Quarto, la mission d'enquête de l'ONU sur le génocide rwandais a
fait
face
aux obstructions et manoeuvres dilatoires de la part du gouvernement
Kabila.
Notre leader avait suggéré de collaborer avec l'ONU et de faire
preuve de
transparence afin de laver le peuple congolais de tout soupçon
d'avoir
commis le génocide sur le peuple rwandais. Loin de là, Kabila
est
allé
jusqu'à déclarer en public qu'il ne fallait pas aider les
observateurs de l'ONU dans leur enquête. Quand on s'attelle à
protéger
les
génocidaires et que l'on couvre le peuple congolais tout entier de
souillures ignobles et non méritoires, on n'a vraiment pas sa place
à
la
tête des institutions républicaines. Et on manque la trempe
d'un
leader
visionnaire.
Quinto, notre leader a toujours recherché le dialogue, la
persuasion
plutôt
que le monologue et la contrainte. Toutes ses prises de position
depuis
Kabeya Kamuanga, comme par ailleurs la position traditionnelle de
l'UDPS,
promeuvent les principes de la Démocratie et le respect des
Droits de la personne. Par contre, Kabila, qui s'est illustré dans
la
confiscation des libertés publiques et dans les violations
flagrantes et
systématiques des droits de la personne, a toujours tenu un langage
ingrat, arrogant et agressif a l'égard principalement des
Américains
sans
lesquels, il ne
serait jamais
président. Toutes les démarches des Etats-Unis pour tenter de
le
raisonner
se sont soldées par des échecs cuisants.
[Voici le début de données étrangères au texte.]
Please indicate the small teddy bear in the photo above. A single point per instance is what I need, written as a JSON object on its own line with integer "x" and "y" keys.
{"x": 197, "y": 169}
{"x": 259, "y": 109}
Il a fallu enfin
attendre
plus
d'une année pour que Kabila envoie son ambassadeur aux Nations
Unies avec une lettre pour Bill Clinton afin de solliciter l'aide de la
superpuissance
américaine. Quand on est incapable de saisir les enjeux
stratégiques en
cette fin de siècle, on manque définitivement la vision d'un
leader.
Que dire de plus, sinon qu'il n'est point suffisant de
s'autoproclamer
président de la république pour avoir l'étoffe d'un
bon leader
et avoir
conséquemment une bonne vision politique.